Der Bundesbeauftragte für den Datenschutz, Peter Schaar, hat Googles Praxis, Daten von und über Nutzer auf den eigenen Servern zu speichern, mit der Vorratsdatenspeicherung verglichen, die in dieser Form gerade vom Bundesverfassungsgericht für unzulässig erklärt wurde.
"Private Datensammlungen großer Unternehmen, zum Beispiel von Google, sind schon viel genauer, umfangreicher und aussagekräftiger als das, was durch eine staatlich verordnete Speicherung erfasst wird“, so Schaar.
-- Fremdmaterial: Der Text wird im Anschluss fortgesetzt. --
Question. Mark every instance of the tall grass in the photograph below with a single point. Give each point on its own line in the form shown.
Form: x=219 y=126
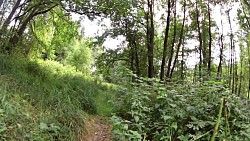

Und dann spitzt er noch zu: "Was Google macht, ist auch eine Art Vorratsdatenspeicherung, das kann ich nicht anders sehen." Schaar bekräftigte, amerikanische Unternehmen, die wie Google und Facebook private Daten sammeln, müssten europäischen bzw. deutschen Datenschutzbestimmungen unterliegen.
Weitere Kritik
Auch zur Vorratsdatenspeicherung äußerte sich der Datenschutzbeauftragte. Seiner Meinung nach werde es keine schnelle Neufassung der verdachtslosen Speicherung geben. "Die Befürworter der Vorratsdatenspeicherung haben bislang nicht nachgewiesen, dass dieses Instrument bei der Verhinderung oder Aufklärung schwerer Straftaten unverzichtbar ist."
Vor einer Woche bekräftigte Verbraucherschutz-Ministerin Ilse Aigner in einem Interview mit der Süddeutschen Zeitung ihre kritische Haltung gegenüber Google und anderen Internet-Unternehmen, die Zugriff auf private Daten erhalten.
Aigner wörtlich: "Es ist ein Unterschied, ob ein Foto in einem privaten Album klebt oder im weltweiten Netz jederzeit und von jedem eingesehen werden kann."